Auprès de cet axe est placé un arbre rond g, dont le bout h traverse la platine supérieure : ce bout est retenue à fleur de la platine par un cliquet l’ qui s’oppose à l’effort du ressort à boudin i, lequel tend à faire sortir le bout de cet axe au dessus de la platine, jusqu’à ce qu’il s’appuie sur la portée k. L’arbre g est muni d’une fourchette l qui entre dans la gorge de la poulie de la roue f et d’un bras m, portant à son extrémité un plan incliné.
Les trois systèmes semblables à celui que nous venons de décrire communiquent entre eux au moyen de roues intermédiaires n, tournant sur des vis fixées à la platine inférieure.

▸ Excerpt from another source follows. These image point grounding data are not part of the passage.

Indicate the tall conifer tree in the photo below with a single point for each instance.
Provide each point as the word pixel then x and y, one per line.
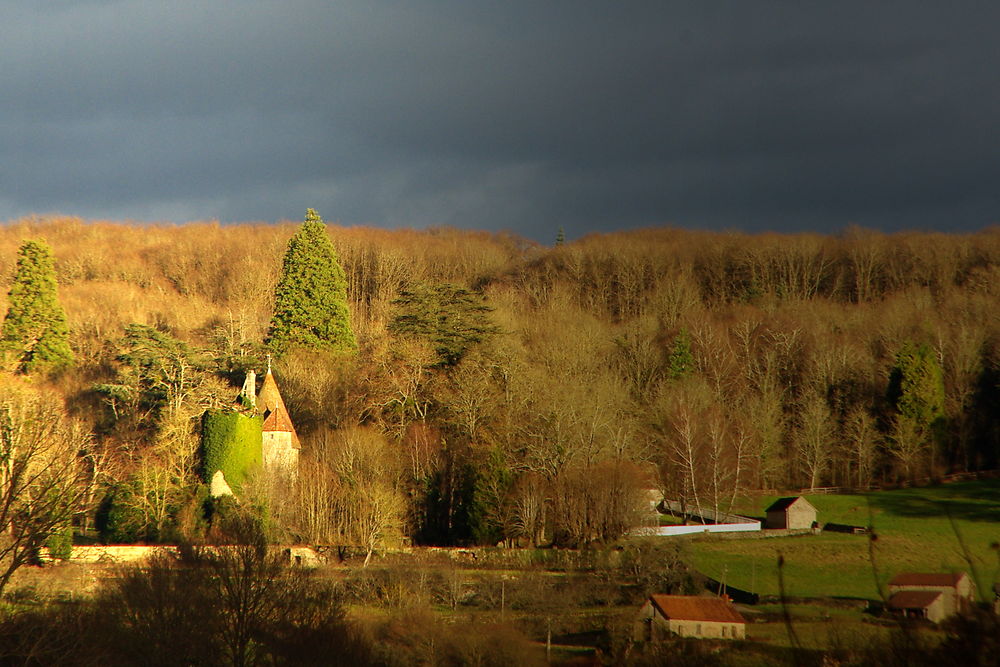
pixel 310 300
pixel 35 335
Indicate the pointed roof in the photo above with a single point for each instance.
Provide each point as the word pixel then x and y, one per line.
pixel 936 579
pixel 914 599
pixel 691 608
pixel 272 407
pixel 782 504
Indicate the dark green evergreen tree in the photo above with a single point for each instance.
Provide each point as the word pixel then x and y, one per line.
pixel 35 335
pixel 680 362
pixel 310 300
pixel 448 316
pixel 916 386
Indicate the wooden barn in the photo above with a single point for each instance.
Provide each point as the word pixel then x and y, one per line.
pixel 793 513
pixel 689 616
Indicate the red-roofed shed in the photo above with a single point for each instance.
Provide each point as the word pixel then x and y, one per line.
pixel 690 616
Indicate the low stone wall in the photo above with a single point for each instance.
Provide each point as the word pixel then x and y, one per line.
pixel 130 553
pixel 123 553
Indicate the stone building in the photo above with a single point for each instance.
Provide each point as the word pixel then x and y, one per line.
pixel 689 616
pixel 934 595
pixel 280 446
pixel 795 513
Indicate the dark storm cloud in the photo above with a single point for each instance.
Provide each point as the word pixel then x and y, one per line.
pixel 525 116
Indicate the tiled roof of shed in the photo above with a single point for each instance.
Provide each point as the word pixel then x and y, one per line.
pixel 913 599
pixel 927 579
pixel 782 504
pixel 691 608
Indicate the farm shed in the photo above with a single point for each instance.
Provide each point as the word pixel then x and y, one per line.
pixel 956 589
pixel 689 616
pixel 791 513
pixel 919 604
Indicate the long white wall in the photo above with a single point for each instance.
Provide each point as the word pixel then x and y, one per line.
pixel 708 528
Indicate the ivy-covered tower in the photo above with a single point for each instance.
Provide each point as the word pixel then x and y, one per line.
pixel 280 448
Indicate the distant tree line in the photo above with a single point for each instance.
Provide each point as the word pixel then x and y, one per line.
pixel 457 387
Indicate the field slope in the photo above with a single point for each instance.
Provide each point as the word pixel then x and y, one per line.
pixel 935 529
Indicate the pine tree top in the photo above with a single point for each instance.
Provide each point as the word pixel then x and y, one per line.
pixel 34 330
pixel 310 308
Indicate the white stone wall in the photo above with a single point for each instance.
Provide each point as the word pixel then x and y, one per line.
pixel 278 453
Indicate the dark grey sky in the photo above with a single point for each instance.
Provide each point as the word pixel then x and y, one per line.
pixel 513 115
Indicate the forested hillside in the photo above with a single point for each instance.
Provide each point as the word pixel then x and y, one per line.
pixel 504 391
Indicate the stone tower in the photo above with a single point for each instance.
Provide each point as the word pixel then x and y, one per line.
pixel 280 447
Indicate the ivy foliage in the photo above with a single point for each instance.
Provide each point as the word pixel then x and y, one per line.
pixel 449 317
pixel 231 442
pixel 34 333
pixel 310 299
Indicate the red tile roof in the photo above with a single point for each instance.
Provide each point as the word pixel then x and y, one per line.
pixel 272 407
pixel 913 599
pixel 938 579
pixel 691 608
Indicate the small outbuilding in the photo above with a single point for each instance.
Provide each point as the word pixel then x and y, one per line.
pixel 929 605
pixel 941 594
pixel 689 616
pixel 795 513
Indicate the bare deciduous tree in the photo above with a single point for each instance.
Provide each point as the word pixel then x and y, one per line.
pixel 42 479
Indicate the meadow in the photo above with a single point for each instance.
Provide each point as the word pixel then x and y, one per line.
pixel 954 527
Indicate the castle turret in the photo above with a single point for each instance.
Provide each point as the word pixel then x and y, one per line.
pixel 281 446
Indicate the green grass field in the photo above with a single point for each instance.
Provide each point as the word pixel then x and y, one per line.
pixel 935 529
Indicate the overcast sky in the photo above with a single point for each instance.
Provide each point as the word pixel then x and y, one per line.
pixel 525 116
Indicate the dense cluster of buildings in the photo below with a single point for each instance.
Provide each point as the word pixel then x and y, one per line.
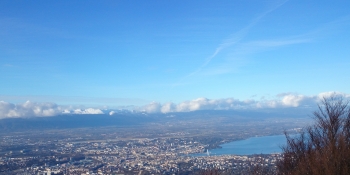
pixel 138 156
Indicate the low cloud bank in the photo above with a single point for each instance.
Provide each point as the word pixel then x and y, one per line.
pixel 32 109
pixel 281 101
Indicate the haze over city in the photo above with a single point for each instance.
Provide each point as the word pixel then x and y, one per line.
pixel 170 56
pixel 174 87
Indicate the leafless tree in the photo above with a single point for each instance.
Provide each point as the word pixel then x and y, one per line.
pixel 323 148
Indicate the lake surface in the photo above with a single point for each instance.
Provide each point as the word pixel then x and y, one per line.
pixel 253 145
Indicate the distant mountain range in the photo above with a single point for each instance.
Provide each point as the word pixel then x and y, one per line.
pixel 129 119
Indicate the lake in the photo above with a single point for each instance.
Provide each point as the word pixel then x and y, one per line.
pixel 253 145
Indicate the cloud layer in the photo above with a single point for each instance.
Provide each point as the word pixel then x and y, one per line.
pixel 32 109
pixel 281 101
pixel 286 100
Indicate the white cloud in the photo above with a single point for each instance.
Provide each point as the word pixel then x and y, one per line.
pixel 32 109
pixel 286 100
pixel 28 109
pixel 280 101
pixel 87 111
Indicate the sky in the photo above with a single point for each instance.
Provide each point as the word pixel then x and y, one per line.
pixel 122 54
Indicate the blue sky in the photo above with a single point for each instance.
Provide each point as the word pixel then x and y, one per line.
pixel 120 53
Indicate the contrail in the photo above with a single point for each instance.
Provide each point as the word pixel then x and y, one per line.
pixel 232 39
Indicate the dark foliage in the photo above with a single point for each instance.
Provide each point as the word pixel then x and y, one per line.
pixel 323 148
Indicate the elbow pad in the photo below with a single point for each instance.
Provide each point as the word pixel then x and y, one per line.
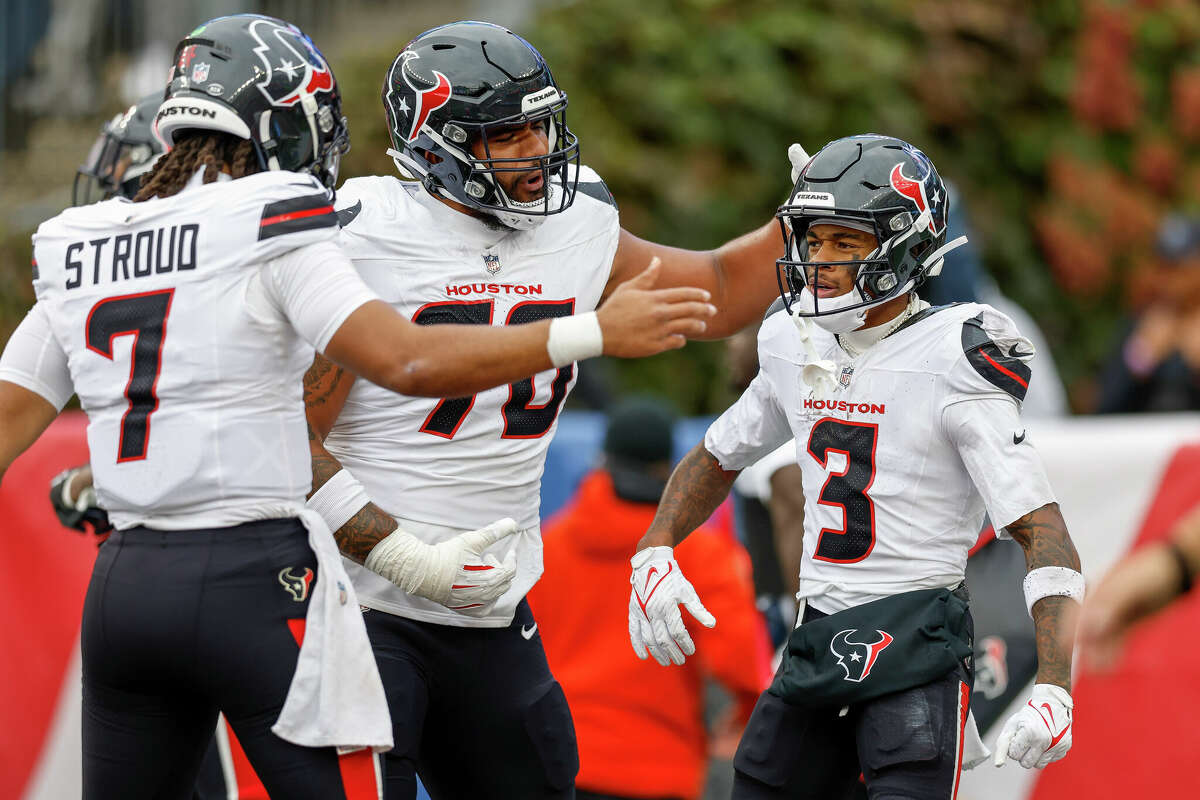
pixel 1053 582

La première roue intermédiaire Y, qui transmet du cylindre F au premier cylindre X, au lieu d’être montée, comme les roues n, sur une vis qui leur sert d’axe, est fixé sur un arbre p qui traverse la platine supérieure ; l’extrémité de cet arbre qui s’élève au dessus de la platine est munie d’une roue q, de quarante cinq dents, engrenant dans un pignon q’ de quinze dents, monté sur un volant en plomb r : ce volant est fixé sur un axe dont un des pivots roule dans un trou percé à travers la platine, et l’autre dans un trou pratiqué à l’extrémité d’un coq s : cette partie n’est pas absolument nécessaire, n’ayant d’autre objet que de régulariser l’effort à faire pour produire le mouvement.
Le mécanisme que l’on voit, (Fig. 1),, est recouvert d’une platine t, Fig. 6, à travers laquelle passent les queues des fourchettes c et celle de la fourchette T ; elles portent chacune un bouton u, à l’aide duquel on les fait glisser dans les entailles longitudinales v : un petit index u marque le chiffre auquel on veut faire correspondre la position de la fourchette. Le bouton à gauche, Fig. 6, fait mouvoir la fourchette T, Fig. 4, qui tient à la première partie de la machine. On aperçoit auprès de l’entaille de ce bouton un autre petit bouton immobile x, qui est réuni à un petit bras de levier faisant corps avec le butoir d’arrêt P, Fig. 4; il est comprimé par un ressort y qui écarte le butoir de la position où il fait arrêt. L’auteur nomme cette partie le régulateur, parce qu’il sert à fixer la première partie de la machine à la position convenable pour opérer.
Une troisième partie de la machine consiste dans un système de cadrans z, Fig. 1 et 2. La platine sur laquelle ils sont montés est représentée par dessous, Fig. 1.
Chaque cadran porte une roue d'angle a', de quarante dents, qui reçoit son mouvement de l'une des roues d'angle j ; sur ces roues a' sont fixés de petits plans inclinés b', dont nous indiquerons l'usage. Les ressorts c' que l'on aperçoit, Fig. 1, sont destinés à établir contre la circonférence des cadrans un frottement qui les empêche de passer le point où ils doivent s'arrêter. Ces cadrans, dont l'un est dessiné séparément, Fig. 10, sont divisés sur 2 cercles concentriques qui portent chacun les 10 chiffres sur chaque demi circonférence : ceux du cercle extérieur sont distingués des autres par une couleur différente.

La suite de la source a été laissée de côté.